Both sides had trained on the pitch with the roof open on Monday and as FIFA protocol states that the match must take place under the same circumstances that the teams trained under, so they were all set to play under the elements; All well and good until the heavens opened late Tuesday afternoon and left the pitch at the Ł500million ($800million) venue as nothing more than a bog.

It was a farcical sight. Even though heavy rain had been forecast, no-one had thought to consult the authorities and so with half an hour until kick-off, fans were greeted by the referee Gianluca Rocchi trying to kick the ball across the grass and not managing to move it more than a few feet; England's coaching team were on the sidelines watching the rain fall, but no-one from the Polish FA was present, nor was there anyone on the pitch trying to do anything about the standing water, with not a pitch fork in sight.

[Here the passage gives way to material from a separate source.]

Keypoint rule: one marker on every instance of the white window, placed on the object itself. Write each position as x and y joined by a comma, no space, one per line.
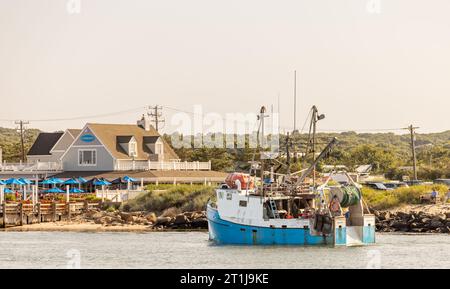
87,157
159,149
132,148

Underlying this was the fact that there had clearly been no discussion between FIFA and the Polish FA about closing the roof. Then when they did decide that it may be a good idea, they were unable to start the 20-minute process because it would be dangerous; even if they had closed the roof mind that would have still left the pitch unplayable anyway.

Meanwhile there were many in Warsaw and watching on TV who had been to Poland during the European Championships in June and July this year who were left to wonder why, when the country was enjoying blazing sunshine, were matches played undercover? Yet those in autumn would be played in the open?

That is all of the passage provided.